Der 48-Jährige befindet sich seit Freitag in U-Haft. Einen diesbezüglichen Bericht der Info-Illustrierten “News” hat die zuständige Staatsanwaltschaft Korneuburg bestätigt. Er soll nach seiner bedingten Haftentlassung im Mai 2005 seine “geschäftlichen” Kontakte nach Litauen erneuert haben.


Zwei Frauen haben ausgesagt

Zwei Frauen hätten bisher gegen den Verdächtigen ausgesagt. Die Ermittlungen seien aber noch im “Anfangsstadium”. Untersucht wird wegen Menschenhandels, Erpressung, Nötigung und Vergewaltigung. Hinweise, dass auch Minderjährige neuerlich als Prostituierte arbeiten mussten, gibt es bisher nicht.
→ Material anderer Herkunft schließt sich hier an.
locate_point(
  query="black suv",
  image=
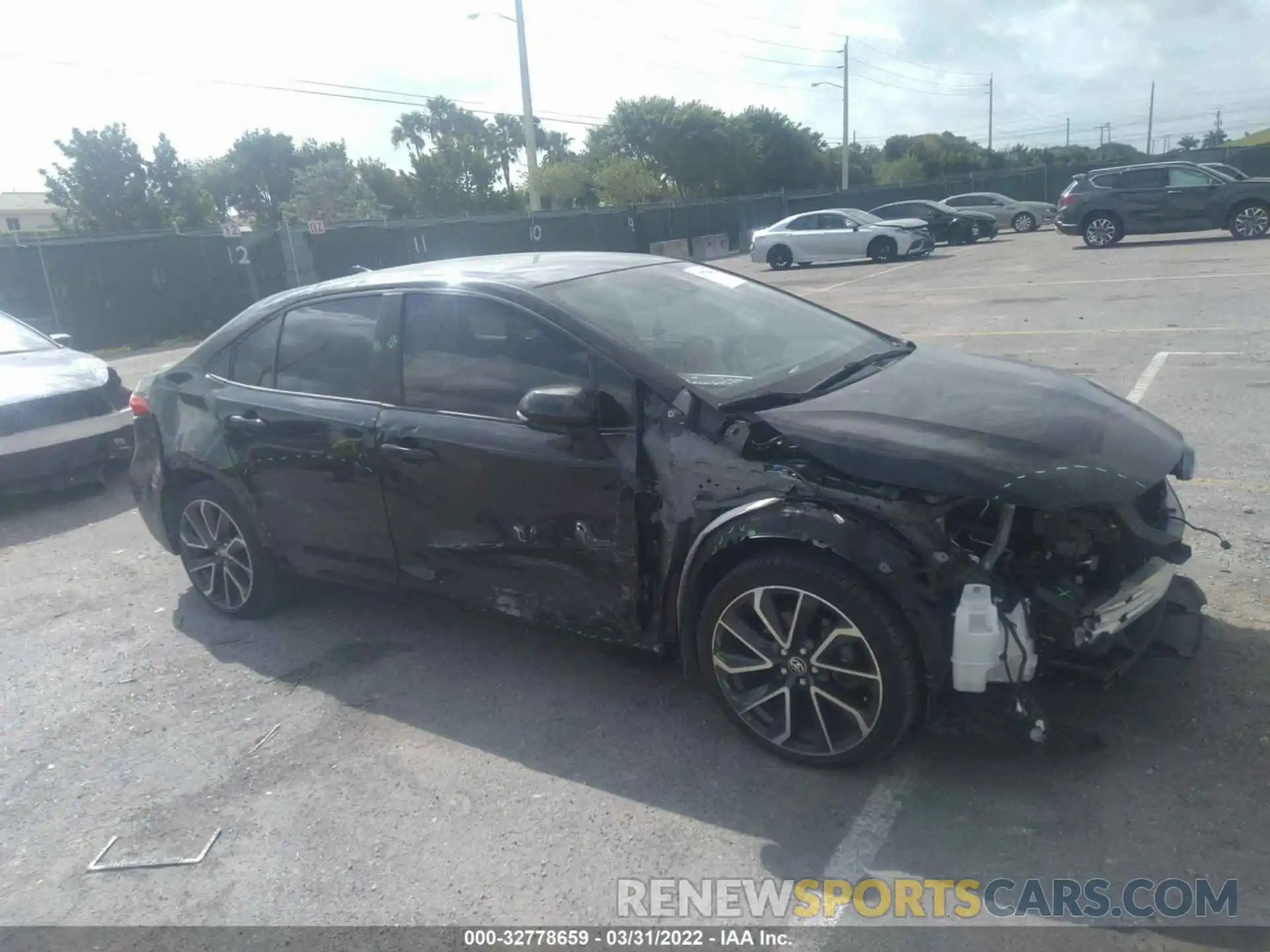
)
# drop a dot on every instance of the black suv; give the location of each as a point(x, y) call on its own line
point(1107, 205)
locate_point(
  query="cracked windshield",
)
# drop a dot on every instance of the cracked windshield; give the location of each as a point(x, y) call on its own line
point(621, 476)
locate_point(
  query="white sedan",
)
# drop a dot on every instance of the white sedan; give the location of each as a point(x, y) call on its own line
point(839, 235)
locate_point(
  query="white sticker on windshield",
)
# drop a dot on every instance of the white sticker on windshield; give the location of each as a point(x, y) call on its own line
point(728, 281)
point(714, 380)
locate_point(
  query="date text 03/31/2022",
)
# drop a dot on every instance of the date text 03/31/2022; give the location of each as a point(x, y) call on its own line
point(628, 937)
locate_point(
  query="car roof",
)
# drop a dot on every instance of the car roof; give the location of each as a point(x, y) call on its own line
point(529, 270)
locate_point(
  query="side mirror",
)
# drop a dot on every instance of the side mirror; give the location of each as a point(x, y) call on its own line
point(556, 409)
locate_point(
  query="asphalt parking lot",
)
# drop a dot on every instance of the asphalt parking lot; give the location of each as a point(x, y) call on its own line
point(432, 766)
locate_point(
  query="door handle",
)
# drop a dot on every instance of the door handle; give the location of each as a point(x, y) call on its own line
point(244, 423)
point(405, 454)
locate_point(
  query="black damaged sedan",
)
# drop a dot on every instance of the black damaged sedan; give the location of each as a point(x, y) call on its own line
point(835, 527)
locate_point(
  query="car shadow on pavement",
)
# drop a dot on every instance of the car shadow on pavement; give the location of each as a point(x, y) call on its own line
point(36, 516)
point(632, 725)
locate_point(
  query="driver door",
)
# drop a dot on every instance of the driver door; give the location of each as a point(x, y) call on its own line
point(483, 508)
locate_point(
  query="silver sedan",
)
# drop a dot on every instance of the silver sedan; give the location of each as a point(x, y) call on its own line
point(1020, 216)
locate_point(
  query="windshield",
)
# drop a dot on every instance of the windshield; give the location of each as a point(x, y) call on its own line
point(17, 337)
point(716, 331)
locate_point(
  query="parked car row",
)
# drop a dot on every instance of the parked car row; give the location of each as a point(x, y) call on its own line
point(1155, 198)
point(898, 230)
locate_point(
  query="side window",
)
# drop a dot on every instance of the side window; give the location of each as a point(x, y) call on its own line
point(253, 354)
point(327, 348)
point(1189, 178)
point(476, 356)
point(1143, 178)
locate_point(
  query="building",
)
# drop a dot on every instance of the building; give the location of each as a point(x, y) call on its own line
point(26, 212)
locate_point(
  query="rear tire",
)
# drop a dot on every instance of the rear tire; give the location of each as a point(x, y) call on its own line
point(222, 555)
point(883, 249)
point(1024, 222)
point(1101, 230)
point(847, 687)
point(1250, 220)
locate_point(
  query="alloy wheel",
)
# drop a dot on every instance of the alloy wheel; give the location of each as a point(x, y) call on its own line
point(1100, 233)
point(1253, 221)
point(216, 555)
point(796, 670)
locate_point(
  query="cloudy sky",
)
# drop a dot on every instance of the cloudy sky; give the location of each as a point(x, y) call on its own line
point(194, 73)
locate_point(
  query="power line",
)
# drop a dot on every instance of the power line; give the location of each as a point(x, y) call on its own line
point(921, 65)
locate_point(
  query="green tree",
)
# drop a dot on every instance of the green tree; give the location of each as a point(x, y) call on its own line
point(556, 146)
point(105, 186)
point(392, 188)
point(564, 182)
point(187, 205)
point(505, 143)
point(625, 180)
point(332, 190)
Prominente unter den Kunden

Der 48-Jährige musste bis Mai 2005 eine Haftstrafe abbüßen, weil er als Mitbetreiber eines Escort-Service zum Teil auch Minderjährige als Prostituierte eingesetzt hatte. Der Fall erregte 2004 großes Aufsehen, weil auch einige promiente Personen unter den Kunden gewesen sein sollen. Außerdem wurden die Abhörprotokolle in einer Zeitung im Wortlauf veröffentlicht. Dies schockierten wegen ihres menschenverachtenden Grundtons.